Nous vous remercions de nous avoir invités à nous exprimer sur ce sujet, si important et sensible, qu'est le phénomène de radicalisation dans les services de la police nationale.
Je vous présenterai tout d'abord mes collègues du syndicat Alliance, présents aujourd'hui. M. Loïc Travers, secrétaire national de l'Île-de-France siège également au conseil de discipline ; Yvan Assioma, est le secrétaire régional de Paris ; et Frédéric Boucher est le délégué à la DRPP.
Sachez, ensuite, que nous ne pourrons pas répondre à l'ensemble des questions, car nous sommes tenus par le secret de l'instruction et le secret défense, notamment en ce qui concerne les habilitations.
Je vais néanmoins tenter de balayer la problématique dans son ensemble, m'attachant à en déterminer les causes – pourquoi en est-on arrivé-là – et à proposer des solutions, sachant que le risque zéro n'existe pas.
Tout d'abord, si les filtres posés, en matière de recrutement en général, se sont révélés efficaces, il reste quelques interrogations en ce qui concerne les services de renseignement : sont-ils perfectibles s'agissant de l'affectation d'agents dans ces services dits sensibles ? Nous pensons que le système peut être amélioré, notamment en réduisant la durée des habilitations.
Par ailleurs, l'ensemble des personnels du ministère de l'Intérieur doit, s'agissant du recrutement, être soumis aux mêmes règles. Or, seuls les policiers font l'objet d'une enquête de la part des services spécialisés – contrairement aux personnels administratifs. Ce défaut d'enquête sur le personnel administratif – excepté pour les services du renseignement – pose un problème de sécurité. L'affaire Harpon l'a démontré. Après quelques recherches, nous avons appris que cette enquête avait été supprimée en 2015 ou 2016, pour se conformer à un texte européen relatif aux services publics. Ce défaut d'enquête est une faille dans notre dispositif de sécurité.

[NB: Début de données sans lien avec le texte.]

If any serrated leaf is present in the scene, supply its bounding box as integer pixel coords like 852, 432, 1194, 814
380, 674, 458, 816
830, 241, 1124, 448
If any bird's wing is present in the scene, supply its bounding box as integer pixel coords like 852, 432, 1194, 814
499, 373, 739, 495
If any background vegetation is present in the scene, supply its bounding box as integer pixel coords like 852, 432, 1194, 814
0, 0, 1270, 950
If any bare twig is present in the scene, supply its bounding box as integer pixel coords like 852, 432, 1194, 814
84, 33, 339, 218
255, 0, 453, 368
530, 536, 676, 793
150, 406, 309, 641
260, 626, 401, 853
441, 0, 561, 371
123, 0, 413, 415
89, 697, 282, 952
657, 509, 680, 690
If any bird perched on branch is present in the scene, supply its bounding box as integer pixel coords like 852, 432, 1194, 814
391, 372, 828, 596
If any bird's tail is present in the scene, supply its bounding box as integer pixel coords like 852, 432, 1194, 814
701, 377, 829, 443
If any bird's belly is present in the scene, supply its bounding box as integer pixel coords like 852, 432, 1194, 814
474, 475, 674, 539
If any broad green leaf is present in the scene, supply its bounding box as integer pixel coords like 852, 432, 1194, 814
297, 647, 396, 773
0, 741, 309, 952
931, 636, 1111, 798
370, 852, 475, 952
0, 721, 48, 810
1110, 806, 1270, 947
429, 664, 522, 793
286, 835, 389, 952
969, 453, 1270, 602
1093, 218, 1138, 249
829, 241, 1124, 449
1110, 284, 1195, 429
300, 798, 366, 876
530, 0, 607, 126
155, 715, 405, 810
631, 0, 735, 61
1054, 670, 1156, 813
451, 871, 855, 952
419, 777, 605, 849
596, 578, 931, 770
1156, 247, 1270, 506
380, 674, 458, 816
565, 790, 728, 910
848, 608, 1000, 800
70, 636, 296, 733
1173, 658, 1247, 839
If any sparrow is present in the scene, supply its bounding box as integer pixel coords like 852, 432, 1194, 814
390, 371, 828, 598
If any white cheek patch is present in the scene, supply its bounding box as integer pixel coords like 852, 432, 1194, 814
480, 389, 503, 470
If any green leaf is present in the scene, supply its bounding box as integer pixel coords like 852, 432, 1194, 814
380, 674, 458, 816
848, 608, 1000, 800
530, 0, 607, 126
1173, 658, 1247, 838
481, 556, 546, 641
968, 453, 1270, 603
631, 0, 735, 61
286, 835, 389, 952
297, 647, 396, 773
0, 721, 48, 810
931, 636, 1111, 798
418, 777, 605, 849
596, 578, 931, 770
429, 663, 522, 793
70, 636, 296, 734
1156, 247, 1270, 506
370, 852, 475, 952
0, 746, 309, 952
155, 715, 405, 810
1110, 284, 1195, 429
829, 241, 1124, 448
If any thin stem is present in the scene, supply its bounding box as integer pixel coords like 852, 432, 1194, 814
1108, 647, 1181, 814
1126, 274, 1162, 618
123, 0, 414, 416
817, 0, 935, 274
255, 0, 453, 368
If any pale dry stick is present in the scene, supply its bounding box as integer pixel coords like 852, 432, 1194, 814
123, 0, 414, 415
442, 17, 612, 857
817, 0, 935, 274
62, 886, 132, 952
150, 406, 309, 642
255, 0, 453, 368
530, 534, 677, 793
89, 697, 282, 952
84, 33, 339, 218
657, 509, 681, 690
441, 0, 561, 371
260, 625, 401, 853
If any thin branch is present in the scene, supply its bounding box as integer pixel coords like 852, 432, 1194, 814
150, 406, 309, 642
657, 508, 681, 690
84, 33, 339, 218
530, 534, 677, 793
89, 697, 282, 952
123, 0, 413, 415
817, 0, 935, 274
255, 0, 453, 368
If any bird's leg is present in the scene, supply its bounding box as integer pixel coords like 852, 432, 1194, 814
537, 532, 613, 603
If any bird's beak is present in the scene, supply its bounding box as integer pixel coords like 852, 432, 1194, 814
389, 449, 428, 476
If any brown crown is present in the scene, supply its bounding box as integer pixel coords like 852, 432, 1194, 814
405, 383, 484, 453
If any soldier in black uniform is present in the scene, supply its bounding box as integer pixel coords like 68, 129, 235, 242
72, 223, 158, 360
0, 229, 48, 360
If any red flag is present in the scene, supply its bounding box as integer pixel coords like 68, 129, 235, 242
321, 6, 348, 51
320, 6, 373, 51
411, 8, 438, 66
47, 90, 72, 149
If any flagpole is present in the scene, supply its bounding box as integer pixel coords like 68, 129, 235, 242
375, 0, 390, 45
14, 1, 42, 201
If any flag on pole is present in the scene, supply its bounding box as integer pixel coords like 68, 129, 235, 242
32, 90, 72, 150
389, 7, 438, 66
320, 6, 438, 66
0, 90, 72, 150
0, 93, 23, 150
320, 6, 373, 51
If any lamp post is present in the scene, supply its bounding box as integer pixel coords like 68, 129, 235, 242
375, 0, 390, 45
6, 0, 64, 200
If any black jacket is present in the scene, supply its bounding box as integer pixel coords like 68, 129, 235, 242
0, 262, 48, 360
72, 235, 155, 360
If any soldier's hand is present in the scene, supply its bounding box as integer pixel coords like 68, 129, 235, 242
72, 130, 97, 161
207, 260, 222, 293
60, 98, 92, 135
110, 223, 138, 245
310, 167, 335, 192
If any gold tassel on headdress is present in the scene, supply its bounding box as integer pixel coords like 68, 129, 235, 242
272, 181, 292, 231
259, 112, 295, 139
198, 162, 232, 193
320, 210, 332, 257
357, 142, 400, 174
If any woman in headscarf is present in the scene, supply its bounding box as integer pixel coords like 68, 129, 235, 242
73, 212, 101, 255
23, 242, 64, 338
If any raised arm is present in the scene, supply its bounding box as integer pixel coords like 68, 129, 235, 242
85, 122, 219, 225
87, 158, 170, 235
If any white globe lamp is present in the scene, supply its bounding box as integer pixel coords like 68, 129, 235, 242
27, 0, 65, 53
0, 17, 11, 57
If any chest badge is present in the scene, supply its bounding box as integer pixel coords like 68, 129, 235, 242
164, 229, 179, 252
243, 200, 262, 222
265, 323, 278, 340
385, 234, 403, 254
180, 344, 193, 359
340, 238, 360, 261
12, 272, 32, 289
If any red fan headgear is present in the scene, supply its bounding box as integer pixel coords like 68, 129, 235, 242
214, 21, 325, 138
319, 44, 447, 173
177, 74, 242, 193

Concernant les formations, initiale et continue, mon collègue vient de l'évoquer, aucune d'elle n'évoque le phénomène de radicalisation et les signaux auxquels il conviendrait d'être attentifs. Aucun module n'évoque l'islam radical et les raisons amenant à une radicalisation. De telles formations sont essentielles.
Seule la formation continue sensibilise les policiers au principe de la laïcité, et ce depuis 2007. Or, en Île-de-France – le secrétariat général pour l'administration de la police (SGAP) regroupe les départements du 91, 95, 78 et 77 et les deux plateformes aéroportuaires, soit quelque 10 000 collègues –, seuls 3 200 policiers ont été sensibilisés. Je précise que les agents affectés aux services de renseignement disposent, eux, d'un module complet obligatoire.
Maintenant, est-il simple, pour un policier, de dénoncer un collègue chez qui il aurait perçu quelques changements ? Non, bien évidemment. C'est la raison pour laquelle, nous avons proposé au préfet de police le principe de l'anonymisation partielle. Si le nom du policier qui signale un collègue ne doit pas être connu de ce dernier, il n'est pas question non plus de favoriser les règlements de comptes ; son nom devra donc être connu de son directeur – et non pas de sa hiérarchie directe. Cette anonymisation a un autre avantage : si l'enquête menée démontre que le collègue ciblé n'est pas radicalisé, il devra réintégrer son service. Sans le principe de l'anonymisation, ses rapports avec le policier qui l'a signalé seraient alors compliqués.
Enfin, une totale fluidité est indispensable entre les directions de la police nationale. Nous avons effectivement eu vent de cas de policiers signalés qui avaient changé de département, sans que leur nouvelle hiérarchie soit mise au courant de ce signalement.